Vipassana is a meditation technique taught in a ten-day course all over the world. The course is “free,” in that they ask you for a donation at the end. It’s a silent retreat, which I absolutely loved — not only do you keep quiet, you don’t even make eye contact or acknowledge the presence of others. As a hardcore extrovert, I found it a serious relief.  In Vipassana, also called “insight” meditation, the only mantra is the breath, and you learn to do a body scan to feel all sensations from head to toe, allowing them to pass through you.  When I did the retreat in 2001, it was the first time in my life that my mind chatter actually ceased, and I experienced a state of bliss that I can still tap into to this day.
3. What scares you the most?
The potential death of my son scares me the most. I waited until I was 40 to have him, and he lights up my every day. He’ll be my only biological child, and I’ve come to terms with that. Still, I worry about his safety when he’s at school or with his babysitter. As someone who works with angels and who purports to walk on a spiritual path, I believe that he has his own road. He also has his own intelligence, discernment, and thankfully, his own guardian angels!

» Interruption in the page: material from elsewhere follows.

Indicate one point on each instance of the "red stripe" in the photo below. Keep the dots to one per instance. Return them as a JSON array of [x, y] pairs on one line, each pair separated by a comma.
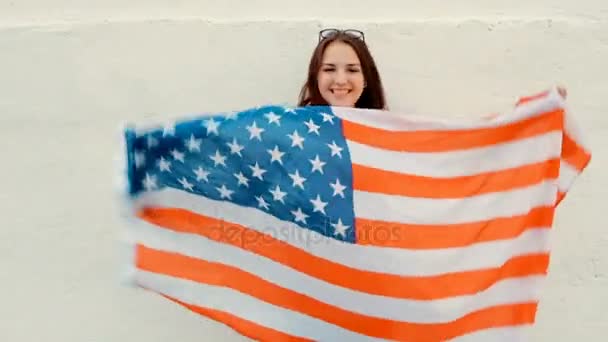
[[412, 236], [452, 140], [394, 183], [216, 274], [411, 287], [242, 326]]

I am here to accompany my son, to support him, to assist him to become the best version of himself, and to over-protect him as little as possible while encouraging him to take the risks that will help him grow.  So I balance out my “human mom” side with my “Spirit Guide interpreter” side. Being a mother has given me tremendous empathy for everyone suffering and struggling through the human condition.  Parenthood has made me a much better practitioner, and being a psychic has made me a better parent.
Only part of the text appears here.